Question 43 in section 2.2 of Hatcher’s Algebraic Topology

Question

I'm not sure about a definition in this problem. Here is the question:

$\textbf{43.}$ (a) Show that a chain complex of free abelian groups $C_n$ splits as a direct sum of subcomplexes $0 \to L_{n+1} \to K_n \to 0$ with at most two nonzero terms. [Show the short exact sequence $0 \to \text{Ker } \partial \to C_n \to \text{Im } \partial \to 0$ splits and take $K_n = \text{Ker } \partial$.]

So I was able to do the hint, but I don't know what it means for a chain complex to split as the direct sum of other complexes. I was hoping someone could clarify what this means. My apologies if this definition is in Hatcher, I tried finding it but I couldn't.

Answer 1

There is a bit of a clash of variables in this problem.

Let me restate the problem somewhat differently, peeling apart the notation and indexing things a bit differently.

Given any chain complex $\mathcal C = (C_n)$ of free abelian groups, show for each $m$ there exists subgroups $K_m \subset C_m$ and $L_{m+1} \subset C_{m+1}$, such that $1 \mapsto L_{m+1} \mapsto K_m \mapsto 1$ is a subcomplex that we shall denote $\mathcal D_m$, and such that $\mathcal C$ is the direct sum $\oplus_{m} \mathcal D_m$.

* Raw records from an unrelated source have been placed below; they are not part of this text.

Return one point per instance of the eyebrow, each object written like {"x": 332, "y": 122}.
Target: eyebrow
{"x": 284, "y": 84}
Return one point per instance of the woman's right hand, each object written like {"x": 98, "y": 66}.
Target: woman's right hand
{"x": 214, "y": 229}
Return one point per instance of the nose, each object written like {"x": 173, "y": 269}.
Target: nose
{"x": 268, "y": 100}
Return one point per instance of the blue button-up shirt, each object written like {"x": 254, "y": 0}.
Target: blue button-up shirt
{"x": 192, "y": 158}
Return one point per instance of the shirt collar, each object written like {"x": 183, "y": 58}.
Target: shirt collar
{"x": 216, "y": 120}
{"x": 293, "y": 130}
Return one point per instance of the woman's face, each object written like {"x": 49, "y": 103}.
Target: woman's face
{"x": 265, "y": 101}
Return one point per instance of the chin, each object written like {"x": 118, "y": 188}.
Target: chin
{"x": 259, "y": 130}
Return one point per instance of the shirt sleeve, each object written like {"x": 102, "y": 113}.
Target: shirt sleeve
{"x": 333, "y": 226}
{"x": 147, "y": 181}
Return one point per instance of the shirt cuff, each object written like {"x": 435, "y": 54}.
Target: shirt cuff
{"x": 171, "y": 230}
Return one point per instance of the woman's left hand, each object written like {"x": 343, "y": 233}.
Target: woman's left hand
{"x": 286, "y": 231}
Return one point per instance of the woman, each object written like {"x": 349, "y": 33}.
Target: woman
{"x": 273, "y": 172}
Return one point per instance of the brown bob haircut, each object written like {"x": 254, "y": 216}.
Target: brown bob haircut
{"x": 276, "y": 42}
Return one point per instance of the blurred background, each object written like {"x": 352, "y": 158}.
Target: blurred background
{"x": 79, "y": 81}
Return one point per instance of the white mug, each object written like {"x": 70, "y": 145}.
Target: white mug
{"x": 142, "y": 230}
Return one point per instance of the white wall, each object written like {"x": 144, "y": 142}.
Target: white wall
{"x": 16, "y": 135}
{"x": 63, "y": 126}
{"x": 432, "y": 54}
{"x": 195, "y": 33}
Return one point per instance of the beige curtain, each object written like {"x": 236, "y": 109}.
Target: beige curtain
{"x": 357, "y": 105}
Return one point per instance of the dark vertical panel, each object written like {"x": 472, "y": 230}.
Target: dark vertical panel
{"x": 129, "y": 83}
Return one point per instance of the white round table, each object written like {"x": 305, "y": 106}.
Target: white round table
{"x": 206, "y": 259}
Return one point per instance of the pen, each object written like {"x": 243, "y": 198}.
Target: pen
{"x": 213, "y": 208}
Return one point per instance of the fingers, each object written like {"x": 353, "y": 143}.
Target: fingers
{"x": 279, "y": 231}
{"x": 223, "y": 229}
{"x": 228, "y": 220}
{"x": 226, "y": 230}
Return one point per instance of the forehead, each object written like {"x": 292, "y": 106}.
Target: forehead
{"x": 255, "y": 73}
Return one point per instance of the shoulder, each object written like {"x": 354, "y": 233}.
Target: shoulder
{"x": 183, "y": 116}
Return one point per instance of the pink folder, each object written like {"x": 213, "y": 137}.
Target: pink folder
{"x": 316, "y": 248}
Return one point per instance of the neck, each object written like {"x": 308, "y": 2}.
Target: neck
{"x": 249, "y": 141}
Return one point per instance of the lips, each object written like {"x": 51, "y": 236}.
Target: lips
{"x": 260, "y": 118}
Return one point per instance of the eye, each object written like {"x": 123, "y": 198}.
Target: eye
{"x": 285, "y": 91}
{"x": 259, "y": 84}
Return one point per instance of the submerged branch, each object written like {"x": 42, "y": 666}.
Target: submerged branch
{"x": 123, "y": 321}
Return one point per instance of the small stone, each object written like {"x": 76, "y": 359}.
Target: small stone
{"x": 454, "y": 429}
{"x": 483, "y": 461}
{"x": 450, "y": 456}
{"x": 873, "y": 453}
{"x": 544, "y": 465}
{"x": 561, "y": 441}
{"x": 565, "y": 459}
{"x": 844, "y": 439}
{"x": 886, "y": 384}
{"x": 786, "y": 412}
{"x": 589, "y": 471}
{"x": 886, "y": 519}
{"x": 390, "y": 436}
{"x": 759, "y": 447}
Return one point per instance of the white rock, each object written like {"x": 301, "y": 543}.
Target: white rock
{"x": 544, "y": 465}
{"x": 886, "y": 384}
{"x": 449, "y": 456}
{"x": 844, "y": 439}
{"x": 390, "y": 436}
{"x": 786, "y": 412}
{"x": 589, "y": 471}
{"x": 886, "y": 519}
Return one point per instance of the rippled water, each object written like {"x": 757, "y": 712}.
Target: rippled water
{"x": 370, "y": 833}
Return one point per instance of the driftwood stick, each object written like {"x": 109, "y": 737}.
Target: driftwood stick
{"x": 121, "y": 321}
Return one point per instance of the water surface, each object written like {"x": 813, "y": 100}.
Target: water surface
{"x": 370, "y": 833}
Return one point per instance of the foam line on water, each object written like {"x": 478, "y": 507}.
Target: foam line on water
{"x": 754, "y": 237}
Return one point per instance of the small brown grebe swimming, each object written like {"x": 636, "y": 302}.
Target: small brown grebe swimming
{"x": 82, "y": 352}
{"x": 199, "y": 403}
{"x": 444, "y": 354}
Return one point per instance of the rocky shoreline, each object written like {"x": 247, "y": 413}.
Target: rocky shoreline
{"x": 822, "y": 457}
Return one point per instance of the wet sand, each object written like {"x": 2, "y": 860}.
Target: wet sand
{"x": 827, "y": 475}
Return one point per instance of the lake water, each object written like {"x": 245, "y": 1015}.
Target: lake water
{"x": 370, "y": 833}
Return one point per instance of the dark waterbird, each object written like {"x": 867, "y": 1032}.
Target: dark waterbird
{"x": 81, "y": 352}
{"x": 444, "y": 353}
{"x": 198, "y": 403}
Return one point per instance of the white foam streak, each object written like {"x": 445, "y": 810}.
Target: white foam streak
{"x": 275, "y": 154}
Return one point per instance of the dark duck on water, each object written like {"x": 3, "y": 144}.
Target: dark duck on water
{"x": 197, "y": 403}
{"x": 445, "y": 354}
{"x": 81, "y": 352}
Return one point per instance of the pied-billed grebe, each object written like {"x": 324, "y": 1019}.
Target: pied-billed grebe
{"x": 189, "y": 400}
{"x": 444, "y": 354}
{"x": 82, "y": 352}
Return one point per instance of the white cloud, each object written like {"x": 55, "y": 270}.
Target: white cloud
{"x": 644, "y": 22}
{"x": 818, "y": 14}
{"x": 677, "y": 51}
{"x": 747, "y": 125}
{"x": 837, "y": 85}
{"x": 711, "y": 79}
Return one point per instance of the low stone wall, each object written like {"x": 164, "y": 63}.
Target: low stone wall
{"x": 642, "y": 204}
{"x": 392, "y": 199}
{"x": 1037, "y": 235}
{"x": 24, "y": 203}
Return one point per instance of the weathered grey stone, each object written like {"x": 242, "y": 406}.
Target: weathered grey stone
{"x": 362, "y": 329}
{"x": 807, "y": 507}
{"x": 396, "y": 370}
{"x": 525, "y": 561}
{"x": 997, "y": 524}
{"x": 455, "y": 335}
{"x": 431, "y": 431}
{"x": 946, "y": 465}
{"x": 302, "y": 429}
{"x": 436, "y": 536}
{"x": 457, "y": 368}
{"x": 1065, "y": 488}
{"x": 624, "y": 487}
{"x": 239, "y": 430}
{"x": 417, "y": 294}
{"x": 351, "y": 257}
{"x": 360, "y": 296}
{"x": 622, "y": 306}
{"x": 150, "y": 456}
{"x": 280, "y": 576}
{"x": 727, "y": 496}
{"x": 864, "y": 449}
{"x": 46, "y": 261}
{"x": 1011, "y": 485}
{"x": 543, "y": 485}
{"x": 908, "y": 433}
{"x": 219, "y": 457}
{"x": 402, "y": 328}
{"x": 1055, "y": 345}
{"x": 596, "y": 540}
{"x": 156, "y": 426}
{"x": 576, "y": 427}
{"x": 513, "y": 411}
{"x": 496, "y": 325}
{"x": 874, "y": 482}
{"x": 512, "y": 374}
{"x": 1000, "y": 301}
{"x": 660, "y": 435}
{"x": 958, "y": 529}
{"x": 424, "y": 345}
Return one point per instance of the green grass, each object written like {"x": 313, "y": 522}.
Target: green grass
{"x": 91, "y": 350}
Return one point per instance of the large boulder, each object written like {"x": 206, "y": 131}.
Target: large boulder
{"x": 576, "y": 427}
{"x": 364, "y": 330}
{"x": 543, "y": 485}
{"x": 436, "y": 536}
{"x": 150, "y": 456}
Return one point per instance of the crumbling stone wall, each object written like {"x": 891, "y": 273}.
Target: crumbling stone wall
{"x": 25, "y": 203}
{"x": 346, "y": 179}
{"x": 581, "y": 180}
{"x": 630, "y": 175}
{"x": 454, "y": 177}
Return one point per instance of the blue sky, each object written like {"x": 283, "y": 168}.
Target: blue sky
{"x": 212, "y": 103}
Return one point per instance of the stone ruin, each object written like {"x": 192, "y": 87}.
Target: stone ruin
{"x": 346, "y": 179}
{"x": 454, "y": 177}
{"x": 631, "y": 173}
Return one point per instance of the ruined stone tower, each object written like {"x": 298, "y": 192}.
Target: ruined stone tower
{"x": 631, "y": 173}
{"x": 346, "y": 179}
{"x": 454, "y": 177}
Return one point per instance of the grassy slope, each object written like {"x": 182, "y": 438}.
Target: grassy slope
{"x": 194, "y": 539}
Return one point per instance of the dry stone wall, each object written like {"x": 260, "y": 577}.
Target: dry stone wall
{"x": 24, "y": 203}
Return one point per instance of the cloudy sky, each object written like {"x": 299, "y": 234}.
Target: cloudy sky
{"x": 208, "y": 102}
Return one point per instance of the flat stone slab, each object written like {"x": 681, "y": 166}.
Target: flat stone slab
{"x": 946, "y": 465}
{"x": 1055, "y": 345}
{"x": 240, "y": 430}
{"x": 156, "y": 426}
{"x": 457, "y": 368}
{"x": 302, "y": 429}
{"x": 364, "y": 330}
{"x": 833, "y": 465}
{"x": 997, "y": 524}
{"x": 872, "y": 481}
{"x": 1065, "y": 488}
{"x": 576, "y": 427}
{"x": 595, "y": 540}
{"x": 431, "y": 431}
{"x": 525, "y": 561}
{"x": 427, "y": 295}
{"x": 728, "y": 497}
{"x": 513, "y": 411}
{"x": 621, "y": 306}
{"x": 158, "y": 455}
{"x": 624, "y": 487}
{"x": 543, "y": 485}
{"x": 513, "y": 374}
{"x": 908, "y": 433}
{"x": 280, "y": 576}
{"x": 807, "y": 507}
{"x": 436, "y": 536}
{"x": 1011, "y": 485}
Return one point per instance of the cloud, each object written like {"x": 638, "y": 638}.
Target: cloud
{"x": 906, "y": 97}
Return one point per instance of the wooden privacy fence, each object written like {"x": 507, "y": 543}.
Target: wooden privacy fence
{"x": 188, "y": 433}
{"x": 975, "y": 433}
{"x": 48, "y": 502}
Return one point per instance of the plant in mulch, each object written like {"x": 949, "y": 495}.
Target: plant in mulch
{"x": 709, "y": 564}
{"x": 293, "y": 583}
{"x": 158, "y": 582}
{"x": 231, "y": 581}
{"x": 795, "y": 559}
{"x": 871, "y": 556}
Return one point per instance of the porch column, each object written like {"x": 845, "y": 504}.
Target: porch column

The thing to keep in mind here is that the concept of "direct sum" has a meaning in the category of chain complexes that respects the structure of the chain complex, in particular the terms of the direct sum must themselves be "subobjects", which is to say sub chain complexes. So, in essence, the comment of @Berci is correct, if taken together with the prescription stated in the problem that $1 \mapsto L_{m+1} \mapsto K_m \mapsto 1$ is a subcomplex.